3.1 Ulcerative Colitis
Mild–Moderate (proctitis / left-sided)
• 5-Aminosalicylates (topical ± oral mesalamine 2–4 g/d) – induction & maintenance.
• Budesonide MMX 9 mg/d if 5-ASA failure.

           Moderate–Severe  
           •  Systemic corticosteroid (prednisone 40–60 mg/d PO or IV methylpred 60 mg/d).  
           •  If steroid-dependent/refractory → immunomodulator (azathioprine 2–2.5 mg/kg) or biologic.

           Biologics/Small molecules  
           •  TNF-α antagonists: infliximab, adalimumab, golimumab.  
           •  Anti-integrin: vedolizumab (α4β7 gut-selective).  
           •  Anti-IL-12/23: ustekinumab.  
           •  JAK inhibitor: tofacitinib (oral).

           Acute severe UC (Truelove & Witts criteria)  
           •  IV steroids; if no response in 3–5 d → rescue with infliximab or cyclosporine.  
           •  Colectomy indicated for perforation, uncontrolled hemorrhage or refractory disease.

3.2 Crohn Disease
Mild ileocecal
• Budesonide-CR 9 mg/d up to 12 wk ± antibiotics for bacterial overgrowth.

           Moderate–Severe or Any Perianal/Fistulizing  
           •  Prednisone 40–60 mg/d PO for induction; no role in maintenance.  
           •  Early introduction of biologic (“top-down”) improves mucosal healing in high-risk patients (young onset, deep ulcers, perianal disease).  
           •  Maintenance: azathioprine, methotrexate SC 25 mg/wk, TNF-α antagonists, vedolizumab or ustekinumab.  
           •  Fistulas: combined infliximab + surgical setons; add antibiotics (cipro/metronidazole).

           Stricture/Obstruction  
           •  Endoscopic balloon dilation for short fibrotic lesions; otherwise resection or stricturoplasty.

3.3 General measures
• Vaccinations (influenza, pneumococcus, HBV, HPV) before immunosuppression.
• Screen for latent TB and viral hepatitis prior to biologics.
• Calcium/vitamin D + bisphosphonate prophylaxis if long-term steroids.
• Colonoscopic dysplasia surveillance: begin 8 y after diagnosis in pancolitis (interval 1–3 y).

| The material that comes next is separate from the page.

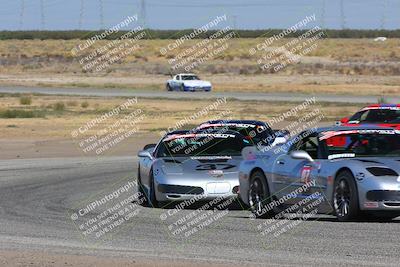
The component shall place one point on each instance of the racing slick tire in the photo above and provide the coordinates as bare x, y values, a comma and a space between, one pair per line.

──────────────────────────────────────── 4. Prognosis ──────────────────────────────────────── • Up to 50 % of CD patients will require at least one surgery within 10 y; postoperative biologic therapy halves recurrence-free intervals.
• Colectomy is curative for colonic UC but does not remove extra-intestinal risks.
• With early use of steroid-sparing and biologic agents, sustained deep remission (clinical + endoscopic) is achievable in 40–60 % of patients within 1–2 y.⁷

──────────────────────────────────────── References (primary texts & key guidelines) ──────────────────────────────────────── 1. Colombel J-F, Mahadevan U. Inflammatory Bowel Disease. In: Jameson J et al., eds. Harrison’s Principles of Internal Medicine. 21st ed. New York: McGraw-Hill; 2022. Ch 357.
2. Podolsky DK. Inflammatory Bowel Disease. N Engl J Med. 2002;347:417-429.
3. Baumgart DC, Sandborn WJ. Crohn’s Disease. Lancet. 2012;380:1590-1605.
4. Kostic AD, Xavier RJ, Gevers D. The Microbiome in IBD. Nat Rev Gastroenterol Hepatol. 2014;11:497-505.
5. Feuerstein JD, Issokson LS, et al. ACG Clinical Guideline: Ulcerative Colitis in Adults. Am J Gastroenterol. 2020;115:1628-1652.
6. Lichtenstein GR, Loftus EV Jr, et al. ACG Clinical Guideline: Management of Crohn’s Disease. Am J Gastroenterol. 2018;113:481-517.
7. Louis E, et al. Early Combined Immunosuppression for CD (SONIC trial). N Engl J Med. 2010;362:1383-1395.

(Chapter numbers correspond to the 21st edition of Harrison’s Principles of Internal Medicine, 2022.)